It is against this backdrop that Chief of Centers of Health Facilities in Limbe and Chairpersons of the eight Health Areas were invited for a one-day meeting to brainstorm on the way forward particularly the re-evaluation of Primary and Secondary contracting facilities and make adjustment based on performance basis.
The meeting which took place last Wednesday, September 7, 2016 at the Limbe Health District Service Office Down Beach was chaired by the CDVA Manager, Dr. Simo Francis.
Opening the meeting, Dr Simo said a 95% drop in performance was observed within the month of July in health facilities within the Limbe Health District. According to justifications by the Chief of Posts and chairpersons the heavy rains punctured most of their outreach programs planned for the month, particularly in Idenau where most of the catchment population are in the creeks same phenomenon in Mabeta in Bimbia Limbe III Sub-Ddivision.
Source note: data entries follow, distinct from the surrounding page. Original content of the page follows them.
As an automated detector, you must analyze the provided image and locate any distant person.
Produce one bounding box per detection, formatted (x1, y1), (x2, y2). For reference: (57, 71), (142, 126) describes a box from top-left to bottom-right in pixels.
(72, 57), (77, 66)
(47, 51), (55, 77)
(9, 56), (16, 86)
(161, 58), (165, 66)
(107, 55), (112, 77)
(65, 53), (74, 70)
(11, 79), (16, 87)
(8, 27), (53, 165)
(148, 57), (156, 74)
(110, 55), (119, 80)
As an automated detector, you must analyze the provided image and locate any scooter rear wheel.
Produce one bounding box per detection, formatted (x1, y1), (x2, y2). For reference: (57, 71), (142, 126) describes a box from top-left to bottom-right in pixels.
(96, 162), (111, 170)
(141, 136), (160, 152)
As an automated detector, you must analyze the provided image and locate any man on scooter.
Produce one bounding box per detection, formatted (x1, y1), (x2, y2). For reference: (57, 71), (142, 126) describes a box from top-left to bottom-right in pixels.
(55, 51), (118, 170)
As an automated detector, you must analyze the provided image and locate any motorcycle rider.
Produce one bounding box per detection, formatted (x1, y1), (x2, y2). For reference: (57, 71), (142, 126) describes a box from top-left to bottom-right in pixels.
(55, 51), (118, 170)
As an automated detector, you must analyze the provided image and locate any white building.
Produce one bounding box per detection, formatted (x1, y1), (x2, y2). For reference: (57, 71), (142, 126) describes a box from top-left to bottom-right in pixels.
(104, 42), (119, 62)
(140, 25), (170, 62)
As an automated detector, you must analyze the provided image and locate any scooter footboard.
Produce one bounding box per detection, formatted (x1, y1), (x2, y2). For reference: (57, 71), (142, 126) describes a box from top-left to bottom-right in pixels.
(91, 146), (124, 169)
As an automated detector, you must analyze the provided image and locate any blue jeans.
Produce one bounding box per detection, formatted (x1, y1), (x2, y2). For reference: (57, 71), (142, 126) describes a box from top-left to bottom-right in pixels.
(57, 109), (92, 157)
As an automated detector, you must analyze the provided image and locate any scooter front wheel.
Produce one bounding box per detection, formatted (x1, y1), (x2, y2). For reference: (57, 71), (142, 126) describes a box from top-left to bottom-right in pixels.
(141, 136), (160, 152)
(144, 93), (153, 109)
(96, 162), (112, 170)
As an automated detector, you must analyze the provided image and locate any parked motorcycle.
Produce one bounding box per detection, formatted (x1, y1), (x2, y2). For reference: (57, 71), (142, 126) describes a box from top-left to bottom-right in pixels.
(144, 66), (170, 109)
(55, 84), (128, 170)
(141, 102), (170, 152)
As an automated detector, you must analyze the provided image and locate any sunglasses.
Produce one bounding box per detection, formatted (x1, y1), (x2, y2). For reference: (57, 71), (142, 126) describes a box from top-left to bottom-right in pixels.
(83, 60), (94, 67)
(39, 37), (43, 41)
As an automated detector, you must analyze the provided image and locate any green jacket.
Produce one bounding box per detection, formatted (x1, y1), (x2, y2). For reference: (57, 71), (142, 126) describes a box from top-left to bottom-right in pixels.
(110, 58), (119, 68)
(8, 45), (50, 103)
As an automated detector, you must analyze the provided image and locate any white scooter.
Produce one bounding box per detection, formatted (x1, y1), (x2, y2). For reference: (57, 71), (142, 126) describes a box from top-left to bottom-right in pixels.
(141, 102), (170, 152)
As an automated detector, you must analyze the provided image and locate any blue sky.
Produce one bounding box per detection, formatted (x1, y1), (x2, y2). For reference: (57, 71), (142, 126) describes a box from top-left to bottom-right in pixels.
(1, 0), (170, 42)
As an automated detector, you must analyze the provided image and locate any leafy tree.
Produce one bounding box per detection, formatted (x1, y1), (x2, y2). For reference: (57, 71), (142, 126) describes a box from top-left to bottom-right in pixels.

To reverse the trend, the stakeholders resolve to put in more efforts to step up performance especially with the coming of the dry season.
Speaking on why the funds had delayed, a senior official of PBF in the South West said there were some minor problems in terms of financial transaction that has been resolved at the world Bank office in Yaoundé and that in no distant time, the subsidies shall be transferred as usual to the accounts of the respective health facilities working with the PBF system.
This was however assuring to the stakeholders who at the end praised the government for such partnership that has drastically improve healthcare delivery in remote areas. Chairpersons were equally drilled on their role in the facilitation of pauper identification action research.
It should be recalled that in 2009, the Ministry of Public Health in Cameroon, working in partnership with the World Bank, funded the Cameroon Health Sector Support Investment Project. The five-year US$25 million initiative was designed to support the provision of key maternal and child health services through performance-based financing.
In 2014, additional financing of US$40 million through the Health Results Innovation Trust Fund was allocated to support the introduction of PBF in the three northern regions of the country, which have the nation’s poorest health outcomes.